Back to the question.. how many forms can a dynamic fractal have?

There are 7 main classes of 3d fractal (void, cluster, tree, sponge, shell, foam, solid), but overall there is a 7x7 triangular table (http://sites.google.com/site/mandelbox/what-class-of-fractal (http://sites.google.com/site/mandelbox/what-class-of-fractal)), which means 28 forms. This means a total of 228 different classes of dynamic fractal (http://en.wikipedia.org/wiki/Combination#Number_of_k-combinations_for_all_k (http://en.wikipedia.org/wiki/Combination#Number_of_k-combinations_for_all_k)), which is 268 million classes... which doesn't make for a very good classification.
So instead we can classify these dynamic fractals by which triangular sub-table they range within. For example the 'void cluster + void sponge' dynamic fractal in the previous video ranges from void cluster up to void sponge, so includes dynamic fractals that also show a void tree form... this is natural because generally dynamic fractals that cover this range will show tree forms when going from a cluster to a sponge. The video is just a special case.
So in this classification, the most number of different forms a 3d dynamic fractal can change between is still 28, which is 7 main forms, and is called a 7-form void solid (it covers the full range from void to solid). The total number of different classes of dynamic fractal is then just 84, forming a 7x7x7 pyramid table.

What would such a maximum variation dynamic fractal look like? I'm not sure... it would obviously be massively shape shifting. The closest I could come up with is this boiling mud theme in 2d, after all boiling is a process of going from solid/liquid to gas (which is almost void). Most of the variation happens close to the surface:
http://vimeo.com/20052421 (http://vimeo.com/20052421)
But this is a barely correct example, it would be interesting to see a real example.
I'm also not sure if the classification is the best, its too early to tell as we have so few examples. It would be great if the 3d fractal programs generated dynamic fractals, not just animating the parameters.


Title: Re: Fractally animating fractals
Post by: PDN777 on March 28, 2015, 12:56:40 AM

Very cool work!



Title: Re: Fractally animating fractals
Post by: Chillheimer on March 28, 2015, 11:31:27 AM
thx for posting in this old thread - hadn't seen it before, very interesting! :)


Title: Re: Fractally animating fractals
Post by: hobold on April 01, 2015, 02:45:45 AM
That reminds me I still have to explain with a picture rather than with a thousand words. Here is a sequence of adjacent parallel slices through a randomized Apollonius fractal.
(http://vectorizer.org/bubblefoam/cubebubble002.gif)

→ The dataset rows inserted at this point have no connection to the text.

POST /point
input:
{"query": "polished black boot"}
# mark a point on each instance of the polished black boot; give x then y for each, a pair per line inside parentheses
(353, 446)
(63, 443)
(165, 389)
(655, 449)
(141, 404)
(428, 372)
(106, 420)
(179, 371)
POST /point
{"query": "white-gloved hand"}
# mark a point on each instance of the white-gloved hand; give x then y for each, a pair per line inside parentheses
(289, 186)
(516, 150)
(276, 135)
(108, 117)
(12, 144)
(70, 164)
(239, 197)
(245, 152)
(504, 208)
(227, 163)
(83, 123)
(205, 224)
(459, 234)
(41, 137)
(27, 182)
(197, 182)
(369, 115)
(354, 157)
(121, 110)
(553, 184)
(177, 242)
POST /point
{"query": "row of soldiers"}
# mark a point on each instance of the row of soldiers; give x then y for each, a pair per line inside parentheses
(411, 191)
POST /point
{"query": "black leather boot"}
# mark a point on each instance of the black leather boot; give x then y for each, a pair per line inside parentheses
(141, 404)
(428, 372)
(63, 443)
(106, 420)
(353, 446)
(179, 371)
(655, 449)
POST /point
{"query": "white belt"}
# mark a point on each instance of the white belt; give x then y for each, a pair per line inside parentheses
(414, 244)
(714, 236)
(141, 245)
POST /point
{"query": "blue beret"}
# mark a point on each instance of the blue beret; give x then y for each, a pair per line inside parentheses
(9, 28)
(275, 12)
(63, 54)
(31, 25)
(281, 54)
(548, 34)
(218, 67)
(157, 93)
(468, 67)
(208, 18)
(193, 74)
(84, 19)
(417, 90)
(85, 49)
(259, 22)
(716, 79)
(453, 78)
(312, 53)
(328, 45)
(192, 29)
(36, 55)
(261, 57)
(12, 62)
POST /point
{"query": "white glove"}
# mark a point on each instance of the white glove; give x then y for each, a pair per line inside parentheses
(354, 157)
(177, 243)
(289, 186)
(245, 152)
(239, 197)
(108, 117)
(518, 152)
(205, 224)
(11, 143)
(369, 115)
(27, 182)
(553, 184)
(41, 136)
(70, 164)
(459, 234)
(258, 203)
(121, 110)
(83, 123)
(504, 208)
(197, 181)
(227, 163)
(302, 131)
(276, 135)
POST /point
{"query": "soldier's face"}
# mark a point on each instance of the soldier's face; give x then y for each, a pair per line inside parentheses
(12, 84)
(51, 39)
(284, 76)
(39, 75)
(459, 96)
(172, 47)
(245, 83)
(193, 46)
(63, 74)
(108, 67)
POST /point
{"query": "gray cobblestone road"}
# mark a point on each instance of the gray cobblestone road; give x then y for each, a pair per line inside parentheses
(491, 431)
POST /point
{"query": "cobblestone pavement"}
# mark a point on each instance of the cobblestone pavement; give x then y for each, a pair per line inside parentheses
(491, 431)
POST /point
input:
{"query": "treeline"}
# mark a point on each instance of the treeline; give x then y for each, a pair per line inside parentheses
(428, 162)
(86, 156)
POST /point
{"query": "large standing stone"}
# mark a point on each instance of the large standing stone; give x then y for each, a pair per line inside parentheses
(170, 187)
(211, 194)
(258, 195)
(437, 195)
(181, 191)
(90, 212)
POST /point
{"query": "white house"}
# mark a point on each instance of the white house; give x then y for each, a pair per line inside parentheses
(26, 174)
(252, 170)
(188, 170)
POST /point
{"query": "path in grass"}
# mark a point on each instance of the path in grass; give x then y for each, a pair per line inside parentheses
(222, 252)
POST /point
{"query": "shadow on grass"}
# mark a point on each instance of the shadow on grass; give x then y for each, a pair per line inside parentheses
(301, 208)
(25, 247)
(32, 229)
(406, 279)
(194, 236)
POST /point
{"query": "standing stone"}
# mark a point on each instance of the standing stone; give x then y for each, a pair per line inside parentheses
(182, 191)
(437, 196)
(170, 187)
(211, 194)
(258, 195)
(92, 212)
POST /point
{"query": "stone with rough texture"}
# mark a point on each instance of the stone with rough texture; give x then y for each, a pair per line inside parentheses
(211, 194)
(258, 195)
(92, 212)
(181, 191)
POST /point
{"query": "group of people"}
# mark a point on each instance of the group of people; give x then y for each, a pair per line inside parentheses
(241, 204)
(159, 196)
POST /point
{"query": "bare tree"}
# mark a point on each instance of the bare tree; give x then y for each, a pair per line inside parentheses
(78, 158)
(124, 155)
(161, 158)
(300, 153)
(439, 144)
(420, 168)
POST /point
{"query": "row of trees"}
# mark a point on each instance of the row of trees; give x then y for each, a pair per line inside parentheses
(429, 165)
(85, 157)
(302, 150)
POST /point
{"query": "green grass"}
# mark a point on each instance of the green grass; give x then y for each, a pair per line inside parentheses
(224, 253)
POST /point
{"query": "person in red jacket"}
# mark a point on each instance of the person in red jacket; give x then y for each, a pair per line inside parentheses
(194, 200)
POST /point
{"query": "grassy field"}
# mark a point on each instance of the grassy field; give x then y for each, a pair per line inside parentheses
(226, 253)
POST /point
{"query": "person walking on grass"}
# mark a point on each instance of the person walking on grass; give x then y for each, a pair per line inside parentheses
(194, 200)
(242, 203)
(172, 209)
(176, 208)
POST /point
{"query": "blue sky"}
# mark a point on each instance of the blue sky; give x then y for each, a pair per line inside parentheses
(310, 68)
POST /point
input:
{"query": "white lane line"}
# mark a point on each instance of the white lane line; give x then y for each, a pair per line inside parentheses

The overall volume is a cube filled with spheres, with their radii following the usual fractal rules:
(http://vectorizer.org/bubblefoam/cubefoam002.png)

This shows the effect that I had in mind: large blotches are changing slowly, but are surrounded by smaller bubbles that change more quickly. Those in turn are surrounded by smaller, faster changing, boiling, bubbling droplets.